A card battling game, but since it’s not a deck-builder, you’re not faced with the agonizing decisions that make deck-builders so compelling.  Instead, it’s solitaire.  You’re faced with the laidback chill of flipping cards to line them up in sequence and sweep them off the table…combined with agonizing decisions about how best to cultivate those cards to power your abilities instead of just lining them up in sequence and sweeping them off the table.  Solitaire where the cards are a resource, not a simple obstacle.  There have been a ton of these laidback solitaire RPGs, but Ancient Enemy is the most clever so far.


8) Doom Eternal

It’s not quite chainsaw ballet.  It’s more like chainsaw jazz dance.  The developers at Id continue to take Doom getting further and further from Doom and closer and closer to Ratchet and Clank. And ooh-la-la, what a sleek engine.
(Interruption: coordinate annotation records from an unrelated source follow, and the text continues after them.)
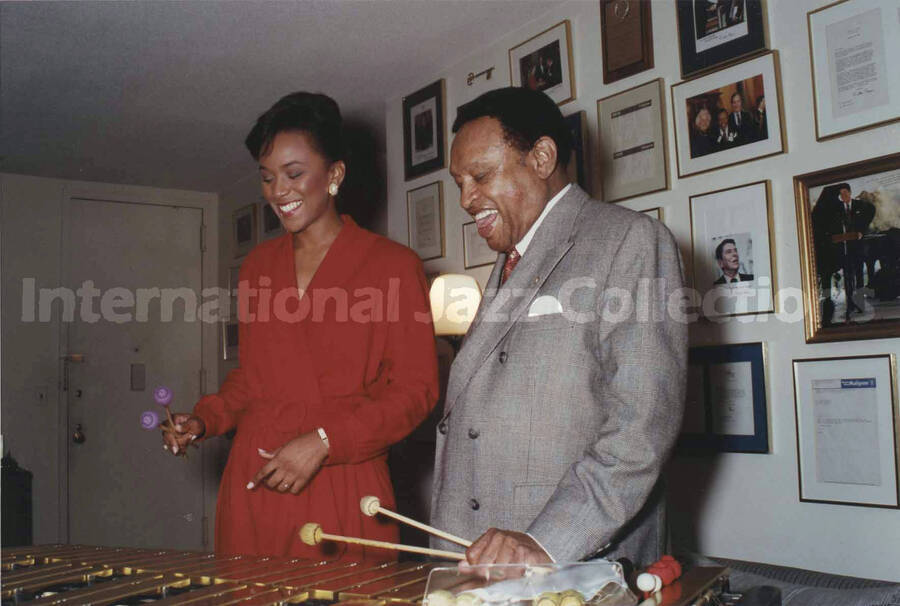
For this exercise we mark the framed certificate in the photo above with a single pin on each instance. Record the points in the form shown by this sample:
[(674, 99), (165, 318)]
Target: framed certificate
[(847, 426), (712, 34), (855, 83), (426, 220), (633, 152), (725, 409), (627, 38)]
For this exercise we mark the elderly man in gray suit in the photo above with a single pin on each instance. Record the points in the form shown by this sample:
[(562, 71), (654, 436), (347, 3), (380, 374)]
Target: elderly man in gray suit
[(566, 397)]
I love those loading times!

Read the review here.


7) Gemcraft: Frostborn Wrath

Almost everything you could want in a tower defense game was in Gemcraft: Chasing Shadows.  Now there’s even more of almost everything you could want in a tower defense game in the sequel, Gemcraft: Frostborn Wrath.


6) Intergalactic Fishing

I never thought I would play a fishing game in which I learned how to tie a lure.  Which is something I still haven’t done.  Seems like tying a lure is like trying to enter the mind of a fish.  I guess to catch a fish, you gotta be a fish?  But in Intergalactic Fishing, I’ve used the game’s intricate fish database to build my own lures using the abstract lure-building minigame, and with that lure I built myself, I caught the fish I wanted.  Pretty gratifying.  The worst videogame fishing is just slot machines where you cast a line rather than pull a lever.  The best videogame fishing, like Intergalactic Fishing, is slot machines that give you more control than just pulling a lever.


5) Iratus

A Darkest Dungeon for the rest of us.  Darkest Dungeon was punishing.  Iratus suggests you don’t need further punishing.  In fact, Iratus says seductively, maybe it’s time to let you do the punishing.


4) Shadow Empire

A fascinating combination of serious wargame, serious resource management, superserious logistics, seriously intricate personnel management, and unserious science fiction.  So much detail, so many numbers, so many things to figure out, so many pages in the manual, so many ways for things to go wrong because I don’t understand them yet. I can’t tell whether I actually like this game, or whether I’m just fascinated by it.

Read the review here.


3) Desperados III

Cowboys playing stealth puzzles wouldn’t normally be my thing.  But then Desperados III patiently explained that I’m supposed to save and reload regularly.  It even reminds me while I’m playing. It wants me to play this way so I can experiment with different solutions to different situations.  So it’s like a Hitman game, but with a rewind option!  And this posse of cowboys has some pretty cool characters with cool powers.  So this is why people liked those Commandos games so much.


2) Zombie Army 4

Gloriously gory, grim, and goofy, all at once.  Here are hundreds upon hundreds of Nazi zombies, and so many different ways to mutilate them.  Rebellion’s shooters keep getting better and better, and this is a considerable step up from Strange Brigade.  

Read the review here.


1) Snowrunner

The culmination of the Spintires concept — trucks struggling through mud — presents you with a set of logistics quests spread across several maps.  And this time with snow.  To paraphrase Samual L. Jackson’s famous last words in Deep Blue Sea, “You think mud is bad?  You should see ice.”  Snowrunner is easily one of my favorite caRPGs.


(You might read this list and think it’s short on information.  Fair point.  It is just a list, for the most part.  But it’s also a schedule.  Expect to see reviews of these games in the coming weeks.  With the exception of Doom Eternal, which already got its review.)